Indaver must pay costs of withdrawn incinerator legal challenge
A COMPANY must pay the legal costs of a residents group and of An Bord Pleanala over its challenge to a refusal of permission for a waste incinerator, the High Court has ruled.
The conduct of Indaver NV, trading as Indaver Ireland, in its action over being refused permission for the incinerator in Co Cork amounted to an abuse of process, High Court president Mr Justice Nicholas Kearns said.
Indaver withdrew its judicial review challenge on the eve of hearing last October.
Mr Justice Kearns said its conduct of the case allowed the legal costs of the Board and residents escalate almost as if the case was going to full hearing.
And while Indaver would ordinarily be protected under Planning & Development Act 2000 from a costs order against it, the court would apply a special provision of that Act permitting an award of costs against a party due to the manner in which it conducted proceedings, he ruled.
That provision encompasses unnecessary prolonging of proceedings when the party no longer has a bona fide belief in its case, he said.
That provision was inserted following a European Court of Justice finding in 2009 that Ireland had failed to fulfil certain "access to justice" measures aimed at ensuring it is not prohibitively expensive for the public to seek judicial review regarding major development projects with potential to seriously affect the environment.
CHASE (Cork Harbour Alliance for a Safe Environment) participated in the planning process concerning Indaver's application and the judicial review action "at very great personal and financial cost to its members and the communities supporting it", Mr Justice Kearns said.
Bord Pleanala had refused permission in June 2011 for the hazardous and non-hazardous waste-to-energy facility proposed by Indaver for Ringaskiddy.
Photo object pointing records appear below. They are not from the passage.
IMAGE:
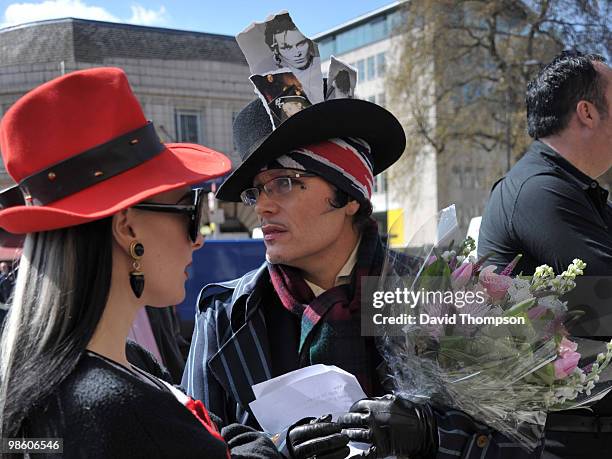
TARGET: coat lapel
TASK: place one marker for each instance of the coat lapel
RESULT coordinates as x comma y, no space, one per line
244,359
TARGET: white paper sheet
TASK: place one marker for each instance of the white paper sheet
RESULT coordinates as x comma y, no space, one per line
312,391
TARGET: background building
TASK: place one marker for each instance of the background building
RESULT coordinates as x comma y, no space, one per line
190,84
371,44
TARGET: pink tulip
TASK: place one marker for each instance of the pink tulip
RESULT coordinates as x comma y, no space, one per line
496,285
462,275
566,347
564,366
430,260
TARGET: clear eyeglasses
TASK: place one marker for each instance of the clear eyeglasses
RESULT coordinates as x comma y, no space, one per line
275,187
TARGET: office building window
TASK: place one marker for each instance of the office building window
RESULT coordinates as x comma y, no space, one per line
371,68
234,115
381,64
361,70
188,126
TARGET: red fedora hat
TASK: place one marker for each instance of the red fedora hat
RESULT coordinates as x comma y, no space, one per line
80,149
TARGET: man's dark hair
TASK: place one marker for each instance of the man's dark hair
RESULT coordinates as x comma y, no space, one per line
281,23
553,94
361,217
343,81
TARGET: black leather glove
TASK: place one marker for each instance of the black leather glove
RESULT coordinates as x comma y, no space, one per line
393,425
312,437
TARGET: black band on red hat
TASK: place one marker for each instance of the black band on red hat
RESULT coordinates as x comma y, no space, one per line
85,169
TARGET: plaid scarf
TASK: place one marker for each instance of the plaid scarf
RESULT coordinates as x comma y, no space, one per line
331,323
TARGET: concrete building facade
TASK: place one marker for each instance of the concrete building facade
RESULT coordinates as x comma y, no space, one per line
190,84
371,44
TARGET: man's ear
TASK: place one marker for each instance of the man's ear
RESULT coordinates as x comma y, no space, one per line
352,207
122,228
587,114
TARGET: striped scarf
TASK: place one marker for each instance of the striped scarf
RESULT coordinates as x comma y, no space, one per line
331,323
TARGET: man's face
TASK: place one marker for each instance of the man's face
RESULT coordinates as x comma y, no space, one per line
293,49
302,224
291,108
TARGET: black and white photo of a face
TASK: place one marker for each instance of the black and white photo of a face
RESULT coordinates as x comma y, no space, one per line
277,44
282,93
292,49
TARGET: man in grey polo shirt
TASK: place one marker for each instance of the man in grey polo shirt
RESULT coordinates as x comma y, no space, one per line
550,208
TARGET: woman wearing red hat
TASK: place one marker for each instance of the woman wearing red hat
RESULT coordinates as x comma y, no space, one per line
111,223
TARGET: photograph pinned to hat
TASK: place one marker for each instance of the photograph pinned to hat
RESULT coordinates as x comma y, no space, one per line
347,140
282,93
80,149
277,43
341,80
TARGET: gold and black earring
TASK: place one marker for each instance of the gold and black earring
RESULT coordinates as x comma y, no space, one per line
136,275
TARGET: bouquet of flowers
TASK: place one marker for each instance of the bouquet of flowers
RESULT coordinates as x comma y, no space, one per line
493,345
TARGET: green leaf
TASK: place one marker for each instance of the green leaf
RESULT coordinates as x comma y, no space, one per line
520,307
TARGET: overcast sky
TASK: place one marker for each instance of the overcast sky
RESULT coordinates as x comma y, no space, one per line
215,16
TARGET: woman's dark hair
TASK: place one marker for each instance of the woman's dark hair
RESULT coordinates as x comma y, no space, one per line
61,291
281,23
361,217
343,81
553,94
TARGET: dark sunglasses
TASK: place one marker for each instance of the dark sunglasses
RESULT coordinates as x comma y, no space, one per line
195,211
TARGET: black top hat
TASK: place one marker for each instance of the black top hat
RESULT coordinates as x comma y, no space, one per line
258,143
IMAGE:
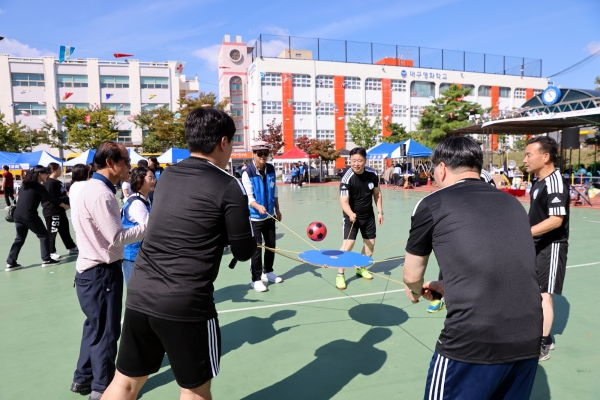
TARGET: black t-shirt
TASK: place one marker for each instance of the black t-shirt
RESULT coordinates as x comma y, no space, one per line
492,296
197,208
359,188
550,196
Indaver initiated judicial review against the Board in July 2011, CHASE was joined as a notice party in October 2011 and the case was listed for hearing on October 23rd 2012.
In its action, Indaver claimed material changes to the waste management plan for Co Cork occurred before Bord Pleanala refused permission but those changes were not taken into account by the Board.
On October 12, 2012, it indicated it was seeking a waste management plan evaluation referred to in Council minutes of September 2012.
The Board claimed the judicial review was an attempt by Indaver to persuade the Board the policy context favoured a grant of permission when Indaver could have achieved the same outcome by making a fresh application for permission.
Indaver had confirmed it intended to lodge a third application for permission for the incinerator development and in August 2012 asked for pre-application consultations with the Board.
The Board replied Indaver should bring a fresh planning application if it considered the context had changed but Indaver did not do so until the eve of hearing.
The Board alleged Indaver, from the time the Board filed its opposition to the case in February 2012, had no intention of continuing with its case. Mary O'Leary of CHASE claimed it did not have the resources to actively participate in the process surrounding a third planning application by Indaver.
Yesterday, Mr Justice Kearns found Indaver delayed in applying for an adjournment of the case on grounds "supposedly new evidence" had come to light - a waste management plan evaluation document referred to in
minutes of Cork Co Council in September 2012. That evaluation document later became the reason for withdrawing, not continuing, the action, he said.
He found Indaver prolonged the case without intending to continue it and withdrew it "at the last moment". Indaver had no bona fide belief in the case after September 10, 2012, and its conduct of the case after that "can only be seen as an abuse of the court process", he found.